Alumni relations work has implications for fundraising. Beyond prospect identification and cultivation, alumni relations work creates opportunities for meaningful involvement with the institution. These experiences impact each college or university’s key metrics: admission, enrollment, retention, career outcomes, fundraising, and academic exploration. By providing programming like accepted student parties or career panels, alumni relations can promote and extend an institution’s brand while making an impact on enrollment or retention.
Alumni are important advocates for their alma maters, its mission, and core values. Their interactions with the institution are mutually beneficial. Steered in the right direction, alumni can make a difference while simultaneously meeting new people, developing their network of connections, and creating the constructs for future personal and professional success stories.
Re-thinking alumni relations work
There is no question, alumni play the biggest role in engagement programs. Many events and initiatives are designed specifically with alumni in mind. But the reality is, these engagement initiatives and associated networks should open to parents, students, faculty, staff, and friends. Not just alumni. It is time to start thinking of everyone in our community as someone with the potential to engage in the life of our institution in a meaningful way. They are future brand advocates, donors, and hiring managers, students or parents of future students– I could go on.
From an organizational standpoint, our work is much more expansive than it’s ever been before and our messaging is equally as broad. The work of stakeholder engagement has evolved to require in-depth knowledge of content marketing, social media, live web events, and more than ever, powerful storytelling.

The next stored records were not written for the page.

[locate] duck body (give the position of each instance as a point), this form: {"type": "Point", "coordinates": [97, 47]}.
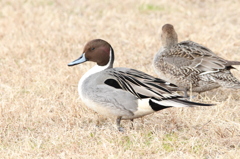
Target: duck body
{"type": "Point", "coordinates": [191, 65]}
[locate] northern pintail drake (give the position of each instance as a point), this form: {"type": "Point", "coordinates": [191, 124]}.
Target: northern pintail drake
{"type": "Point", "coordinates": [120, 92]}
{"type": "Point", "coordinates": [190, 65]}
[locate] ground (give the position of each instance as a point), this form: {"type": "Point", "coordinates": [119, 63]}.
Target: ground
{"type": "Point", "coordinates": [40, 113]}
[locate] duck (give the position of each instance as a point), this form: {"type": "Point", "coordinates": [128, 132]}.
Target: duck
{"type": "Point", "coordinates": [191, 66]}
{"type": "Point", "coordinates": [123, 93]}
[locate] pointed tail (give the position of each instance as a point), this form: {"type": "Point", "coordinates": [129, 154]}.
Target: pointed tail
{"type": "Point", "coordinates": [176, 102]}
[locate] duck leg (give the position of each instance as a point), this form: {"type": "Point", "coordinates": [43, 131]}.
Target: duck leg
{"type": "Point", "coordinates": [132, 124]}
{"type": "Point", "coordinates": [118, 120]}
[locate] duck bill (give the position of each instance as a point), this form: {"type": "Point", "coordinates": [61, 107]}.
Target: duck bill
{"type": "Point", "coordinates": [81, 59]}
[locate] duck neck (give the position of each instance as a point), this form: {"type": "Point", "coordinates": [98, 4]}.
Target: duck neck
{"type": "Point", "coordinates": [97, 68]}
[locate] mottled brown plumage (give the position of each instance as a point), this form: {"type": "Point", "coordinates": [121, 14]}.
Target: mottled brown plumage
{"type": "Point", "coordinates": [191, 65]}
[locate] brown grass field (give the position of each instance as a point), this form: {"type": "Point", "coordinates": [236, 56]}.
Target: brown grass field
{"type": "Point", "coordinates": [41, 115]}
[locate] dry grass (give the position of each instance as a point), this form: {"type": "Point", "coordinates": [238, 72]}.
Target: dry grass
{"type": "Point", "coordinates": [41, 115]}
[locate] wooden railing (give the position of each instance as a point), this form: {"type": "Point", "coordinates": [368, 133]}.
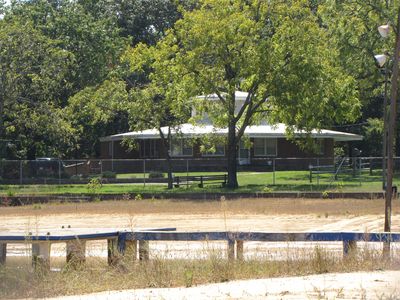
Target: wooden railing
{"type": "Point", "coordinates": [138, 242]}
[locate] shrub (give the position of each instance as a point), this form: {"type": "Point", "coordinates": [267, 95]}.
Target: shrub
{"type": "Point", "coordinates": [76, 177]}
{"type": "Point", "coordinates": [156, 175]}
{"type": "Point", "coordinates": [109, 174]}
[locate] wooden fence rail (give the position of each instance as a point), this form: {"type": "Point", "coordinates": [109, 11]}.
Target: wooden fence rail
{"type": "Point", "coordinates": [137, 243]}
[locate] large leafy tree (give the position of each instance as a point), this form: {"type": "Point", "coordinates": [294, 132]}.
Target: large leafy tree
{"type": "Point", "coordinates": [276, 51]}
{"type": "Point", "coordinates": [33, 73]}
{"type": "Point", "coordinates": [153, 98]}
{"type": "Point", "coordinates": [84, 45]}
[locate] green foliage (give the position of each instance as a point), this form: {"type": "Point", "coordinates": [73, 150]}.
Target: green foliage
{"type": "Point", "coordinates": [156, 174]}
{"type": "Point", "coordinates": [94, 186]}
{"type": "Point", "coordinates": [338, 152]}
{"type": "Point", "coordinates": [108, 174]}
{"type": "Point", "coordinates": [373, 136]}
{"type": "Point", "coordinates": [276, 51]}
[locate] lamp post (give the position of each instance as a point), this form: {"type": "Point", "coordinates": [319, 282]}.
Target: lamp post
{"type": "Point", "coordinates": [384, 31]}
{"type": "Point", "coordinates": [381, 60]}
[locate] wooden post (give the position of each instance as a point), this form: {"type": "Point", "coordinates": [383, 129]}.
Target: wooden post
{"type": "Point", "coordinates": [3, 253]}
{"type": "Point", "coordinates": [41, 256]}
{"type": "Point", "coordinates": [391, 137]}
{"type": "Point", "coordinates": [349, 247]}
{"type": "Point", "coordinates": [76, 251]}
{"type": "Point", "coordinates": [231, 249]}
{"type": "Point", "coordinates": [131, 249]}
{"type": "Point", "coordinates": [112, 257]}
{"type": "Point", "coordinates": [239, 250]}
{"type": "Point", "coordinates": [144, 250]}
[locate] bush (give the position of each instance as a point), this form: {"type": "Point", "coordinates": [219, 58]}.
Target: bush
{"type": "Point", "coordinates": [156, 175]}
{"type": "Point", "coordinates": [109, 174]}
{"type": "Point", "coordinates": [76, 177]}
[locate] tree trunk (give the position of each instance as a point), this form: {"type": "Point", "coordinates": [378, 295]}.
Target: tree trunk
{"type": "Point", "coordinates": [232, 157]}
{"type": "Point", "coordinates": [169, 171]}
{"type": "Point", "coordinates": [166, 144]}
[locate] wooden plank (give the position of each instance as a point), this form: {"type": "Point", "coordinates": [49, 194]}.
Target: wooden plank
{"type": "Point", "coordinates": [231, 249]}
{"type": "Point", "coordinates": [3, 253]}
{"type": "Point", "coordinates": [41, 256]}
{"type": "Point", "coordinates": [112, 252]}
{"type": "Point", "coordinates": [62, 238]}
{"type": "Point", "coordinates": [76, 251]}
{"type": "Point", "coordinates": [349, 247]}
{"type": "Point", "coordinates": [144, 250]}
{"type": "Point", "coordinates": [239, 250]}
{"type": "Point", "coordinates": [131, 249]}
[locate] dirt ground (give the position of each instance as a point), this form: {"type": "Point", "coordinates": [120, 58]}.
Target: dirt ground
{"type": "Point", "coordinates": [273, 215]}
{"type": "Point", "coordinates": [270, 215]}
{"type": "Point", "coordinates": [360, 285]}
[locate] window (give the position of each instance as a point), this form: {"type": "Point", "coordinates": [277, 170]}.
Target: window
{"type": "Point", "coordinates": [264, 147]}
{"type": "Point", "coordinates": [181, 147]}
{"type": "Point", "coordinates": [219, 151]}
{"type": "Point", "coordinates": [148, 148]}
{"type": "Point", "coordinates": [320, 144]}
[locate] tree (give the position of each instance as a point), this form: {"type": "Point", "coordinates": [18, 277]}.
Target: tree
{"type": "Point", "coordinates": [273, 50]}
{"type": "Point", "coordinates": [153, 102]}
{"type": "Point", "coordinates": [97, 111]}
{"type": "Point", "coordinates": [33, 72]}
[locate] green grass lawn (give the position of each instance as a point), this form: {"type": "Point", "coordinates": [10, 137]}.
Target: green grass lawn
{"type": "Point", "coordinates": [248, 181]}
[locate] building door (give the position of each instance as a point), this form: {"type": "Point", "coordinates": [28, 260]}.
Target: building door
{"type": "Point", "coordinates": [243, 155]}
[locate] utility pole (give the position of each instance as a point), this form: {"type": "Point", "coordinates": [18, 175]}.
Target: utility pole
{"type": "Point", "coordinates": [391, 134]}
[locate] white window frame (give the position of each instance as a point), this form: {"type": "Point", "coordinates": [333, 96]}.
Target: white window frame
{"type": "Point", "coordinates": [215, 154]}
{"type": "Point", "coordinates": [265, 154]}
{"type": "Point", "coordinates": [181, 146]}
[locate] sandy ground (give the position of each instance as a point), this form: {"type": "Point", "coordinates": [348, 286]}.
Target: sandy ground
{"type": "Point", "coordinates": [91, 223]}
{"type": "Point", "coordinates": [377, 285]}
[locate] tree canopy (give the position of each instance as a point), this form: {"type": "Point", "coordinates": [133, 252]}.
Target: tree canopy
{"type": "Point", "coordinates": [275, 51]}
{"type": "Point", "coordinates": [66, 77]}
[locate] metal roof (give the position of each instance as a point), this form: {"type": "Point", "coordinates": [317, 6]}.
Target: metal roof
{"type": "Point", "coordinates": [256, 131]}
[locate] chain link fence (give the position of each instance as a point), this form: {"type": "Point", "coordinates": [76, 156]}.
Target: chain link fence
{"type": "Point", "coordinates": [280, 170]}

Aligning with university communications
Individual units doing the work of stakeholder engagement must continually partner with the central marketing and communications arm of the university. The recent successes of university “Giving Days” showcase collaboration between advancement, alumni relations, and university communications for the purpose of fundraising. These exercises in collaboration highlight a strength in a centralized partnership. Stakeholder engagement programs mobilize people in order to connect, celebrate, and contribute. Communications practices offer scalability that programming alone can’t achieve.
If an alignment takes place, then measuring return on investment comes under one roof. The reporting metrics associated with university communications: brand identity, earned media, social media engagement, to name a few, merges with event and fundraising data. No longer are we trying to draw correlations between engagement and fundraising that don’t exist or are difficult to prove. With this data in hand we can focus on addressing the core needs of the institution, fulfilling our brand promise, and providing valuable and meaningful engagement programming to stakeholders.